Well, actually, they have. The lack of urgency or importance is not what’s keeping chemical producers from investing in digital platforms. For the most part – it’s about the money. Despite advances in digital technology, the actual task of building and maintaining an online commerce platform remains a complex and elaborate undertaking. A typical medium-sized chemical company doesn’t have the resources, expertise, or bandwidth to design, develop, test, and launch a full-featured commerce platform. Their staff doesn’t include engineers, testers, security experts, or user interface designers. And even if they were to temporarily bring all those experts onboard, by the time they are done developing the strategy, acquiring the tools and building the actual product (which typically takes 18-24 months), technology would have moved on, and their needs would likely have changed. It’s difficult to justify the cost, the effort, and the wait for a solution that may never deliver the anticipated value and would require ongoing additional investments.
For large corporations, funding a custom development project may not be a problem, but the simple fact remains – few companies in the chemical business can count building, integrating, maintaining, and continuously upgrading commerce portals among their core competencies. Sure, several large companies have successfully built online platforms for their product portfolios, but these largely function as internal tools or product catalogs. Buyers who are searching for specific products are not likely to go looking on each suppliers’ individual portal to find what they need, so these company-specific portals can hardly fill the role of commerce engines.
If building it yourself is not an option, then the most obvious solution is to subscribe to a third-party platform, right?

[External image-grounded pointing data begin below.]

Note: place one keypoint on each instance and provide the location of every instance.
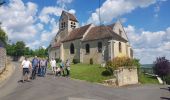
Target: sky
(146, 22)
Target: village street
(59, 88)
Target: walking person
(35, 65)
(42, 66)
(53, 65)
(67, 68)
(26, 68)
(62, 67)
(39, 68)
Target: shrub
(162, 67)
(91, 61)
(58, 60)
(75, 61)
(123, 62)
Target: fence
(2, 59)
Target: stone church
(99, 43)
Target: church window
(99, 46)
(120, 47)
(72, 48)
(87, 48)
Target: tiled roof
(101, 32)
(71, 16)
(77, 33)
(111, 25)
(56, 44)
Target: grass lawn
(146, 79)
(92, 73)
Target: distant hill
(147, 65)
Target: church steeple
(68, 22)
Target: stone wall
(125, 76)
(2, 59)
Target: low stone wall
(126, 76)
(2, 59)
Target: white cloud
(149, 45)
(18, 20)
(47, 11)
(72, 11)
(49, 35)
(115, 8)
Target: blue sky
(147, 22)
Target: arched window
(120, 47)
(99, 45)
(87, 48)
(72, 48)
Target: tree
(162, 67)
(3, 37)
(20, 48)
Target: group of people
(61, 68)
(38, 67)
(32, 69)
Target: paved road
(50, 88)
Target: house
(98, 43)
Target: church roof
(71, 16)
(111, 25)
(77, 33)
(1, 44)
(101, 32)
(56, 44)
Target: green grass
(91, 73)
(146, 79)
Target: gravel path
(60, 88)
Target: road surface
(60, 88)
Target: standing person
(53, 65)
(46, 65)
(62, 67)
(26, 65)
(68, 68)
(42, 66)
(39, 68)
(35, 65)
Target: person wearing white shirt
(26, 66)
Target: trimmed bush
(123, 62)
(91, 61)
(75, 61)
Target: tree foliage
(162, 67)
(19, 49)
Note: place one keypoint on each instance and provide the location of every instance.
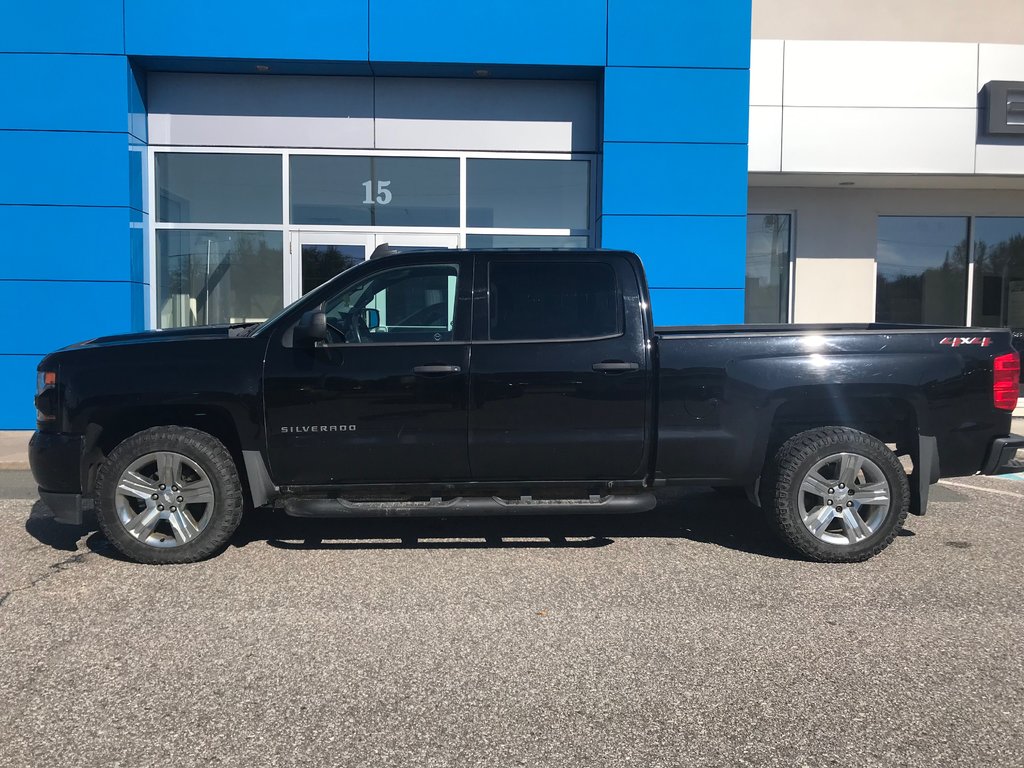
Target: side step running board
(470, 506)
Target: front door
(318, 256)
(384, 398)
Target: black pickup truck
(512, 382)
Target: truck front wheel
(169, 495)
(836, 495)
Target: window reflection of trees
(218, 276)
(920, 279)
(998, 288)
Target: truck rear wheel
(169, 495)
(836, 495)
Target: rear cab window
(535, 300)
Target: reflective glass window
(767, 296)
(213, 188)
(538, 194)
(922, 269)
(526, 241)
(214, 276)
(998, 272)
(536, 300)
(322, 262)
(374, 192)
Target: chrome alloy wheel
(844, 499)
(164, 499)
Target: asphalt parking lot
(681, 637)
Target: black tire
(781, 489)
(206, 452)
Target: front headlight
(46, 390)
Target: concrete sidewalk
(14, 444)
(14, 450)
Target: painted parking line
(982, 487)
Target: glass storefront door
(315, 257)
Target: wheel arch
(105, 431)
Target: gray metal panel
(486, 115)
(260, 111)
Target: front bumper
(1000, 459)
(56, 464)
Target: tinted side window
(408, 304)
(553, 300)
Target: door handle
(613, 366)
(428, 370)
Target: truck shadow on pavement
(693, 514)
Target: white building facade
(887, 162)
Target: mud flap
(926, 473)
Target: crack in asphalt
(51, 571)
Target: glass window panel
(413, 304)
(998, 272)
(553, 300)
(214, 276)
(526, 241)
(321, 263)
(767, 296)
(375, 192)
(549, 194)
(212, 188)
(922, 269)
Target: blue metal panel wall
(675, 152)
(73, 133)
(525, 32)
(71, 190)
(311, 30)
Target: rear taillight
(1007, 381)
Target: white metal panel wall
(837, 238)
(260, 111)
(349, 113)
(878, 108)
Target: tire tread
(229, 500)
(780, 481)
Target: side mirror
(311, 328)
(373, 318)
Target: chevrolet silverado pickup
(513, 382)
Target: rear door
(560, 374)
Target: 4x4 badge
(955, 341)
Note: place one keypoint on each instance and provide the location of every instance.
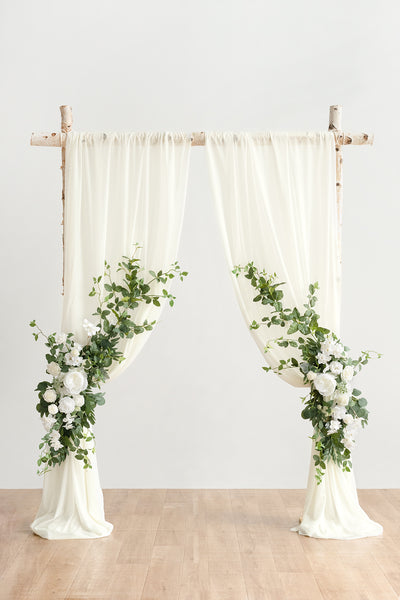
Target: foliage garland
(67, 403)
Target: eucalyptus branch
(333, 406)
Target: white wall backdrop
(196, 410)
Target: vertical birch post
(66, 126)
(335, 124)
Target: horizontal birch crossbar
(58, 139)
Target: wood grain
(199, 545)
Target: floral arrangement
(335, 408)
(67, 402)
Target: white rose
(341, 398)
(66, 404)
(61, 338)
(90, 328)
(79, 401)
(54, 439)
(323, 358)
(348, 374)
(50, 395)
(75, 382)
(335, 367)
(325, 384)
(53, 369)
(348, 419)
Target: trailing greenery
(67, 403)
(335, 409)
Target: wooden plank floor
(199, 545)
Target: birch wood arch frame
(198, 138)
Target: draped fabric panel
(276, 201)
(121, 189)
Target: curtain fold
(120, 189)
(276, 201)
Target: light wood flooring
(199, 545)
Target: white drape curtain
(276, 202)
(121, 189)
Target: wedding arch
(304, 174)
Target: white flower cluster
(65, 395)
(334, 384)
(90, 328)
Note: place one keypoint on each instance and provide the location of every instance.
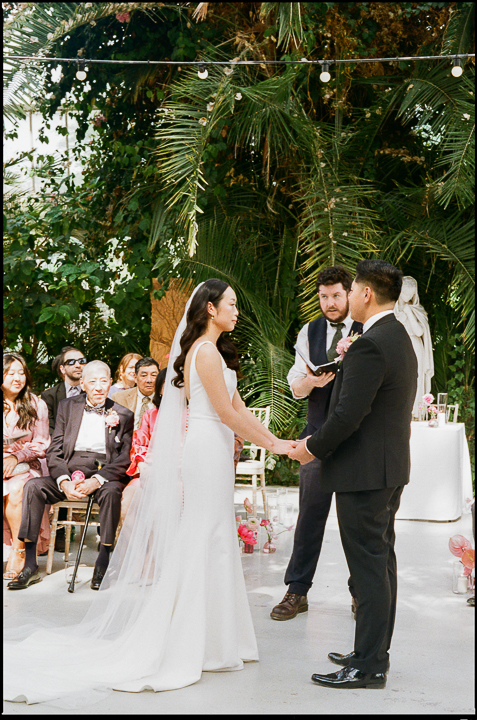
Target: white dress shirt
(298, 371)
(137, 411)
(91, 438)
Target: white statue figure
(412, 315)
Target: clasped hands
(295, 449)
(79, 489)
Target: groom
(364, 448)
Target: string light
(81, 74)
(457, 67)
(203, 74)
(325, 73)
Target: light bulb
(81, 73)
(325, 75)
(457, 68)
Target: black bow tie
(98, 409)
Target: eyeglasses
(73, 361)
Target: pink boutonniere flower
(111, 419)
(344, 345)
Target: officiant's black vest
(318, 399)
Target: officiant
(316, 342)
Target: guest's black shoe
(25, 578)
(98, 575)
(349, 678)
(344, 660)
(60, 540)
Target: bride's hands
(282, 447)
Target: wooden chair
(455, 408)
(255, 467)
(77, 506)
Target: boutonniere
(344, 345)
(111, 418)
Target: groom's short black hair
(334, 275)
(384, 279)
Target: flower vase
(460, 584)
(269, 547)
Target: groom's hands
(300, 453)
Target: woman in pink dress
(140, 444)
(25, 415)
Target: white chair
(255, 467)
(455, 408)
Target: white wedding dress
(160, 630)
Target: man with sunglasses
(69, 365)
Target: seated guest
(90, 430)
(139, 399)
(140, 444)
(125, 374)
(23, 414)
(68, 365)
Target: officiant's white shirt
(298, 371)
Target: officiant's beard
(337, 318)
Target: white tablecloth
(441, 479)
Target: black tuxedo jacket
(118, 441)
(318, 399)
(364, 443)
(53, 396)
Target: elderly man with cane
(90, 430)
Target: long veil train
(122, 636)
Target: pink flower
(458, 544)
(111, 419)
(344, 344)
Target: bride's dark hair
(197, 319)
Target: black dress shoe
(349, 678)
(344, 660)
(25, 578)
(98, 575)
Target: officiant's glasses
(72, 361)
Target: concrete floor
(432, 656)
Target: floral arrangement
(344, 344)
(461, 548)
(427, 401)
(111, 418)
(269, 546)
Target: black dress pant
(366, 522)
(41, 491)
(310, 528)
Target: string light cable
(201, 65)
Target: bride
(173, 602)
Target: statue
(412, 315)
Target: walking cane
(71, 587)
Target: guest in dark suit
(317, 340)
(89, 429)
(364, 449)
(69, 367)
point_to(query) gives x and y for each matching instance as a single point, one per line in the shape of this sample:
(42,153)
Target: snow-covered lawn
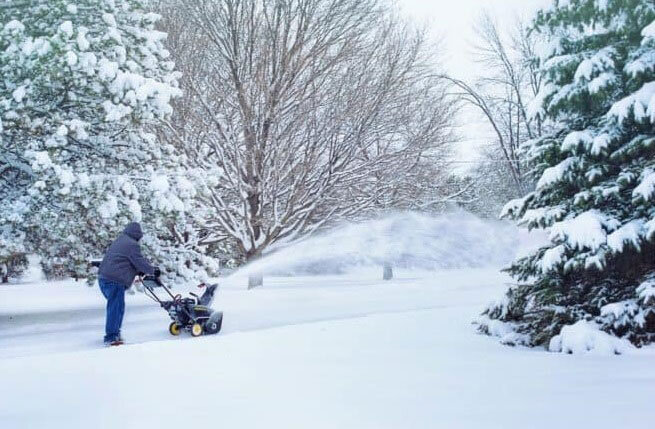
(306,352)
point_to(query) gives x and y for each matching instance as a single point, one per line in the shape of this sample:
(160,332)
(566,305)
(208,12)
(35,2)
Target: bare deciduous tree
(502,94)
(301,111)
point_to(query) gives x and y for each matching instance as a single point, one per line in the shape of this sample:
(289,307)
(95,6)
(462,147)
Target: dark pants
(115,294)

Of course, that’s not so simple either. In my previous post, I started to explain why standard online marketplaces aren’t a good fit for the chemical industry. Off-the-shelf solutions are not able to support the nuances of the chemical buy and sell processes, nor are they designed to add value to all players in the chemical distribution chain.
At Agilis, we often hear the same story: the industry is ready for digitization, but chemical producers, buyers, and distributors haven’t yet found a solution that fits. That’s why the Agilis’ value proposition is being so well received by the chemical industry. We built our platform with the goal to digitize existing supply chains and established business practices. We don’t try to force a new model on an industry that has developed processes that work well for their unique products and applications. We know that buying and selling industrial chemicals will never be the same as trading in consumer goods. This industry is built on trust and domain knowledge. And at Agilis, we believe that we have the solution – purpose-built for this market, and with the right amount of flexibility – to help usher the chemical industry into the digital age.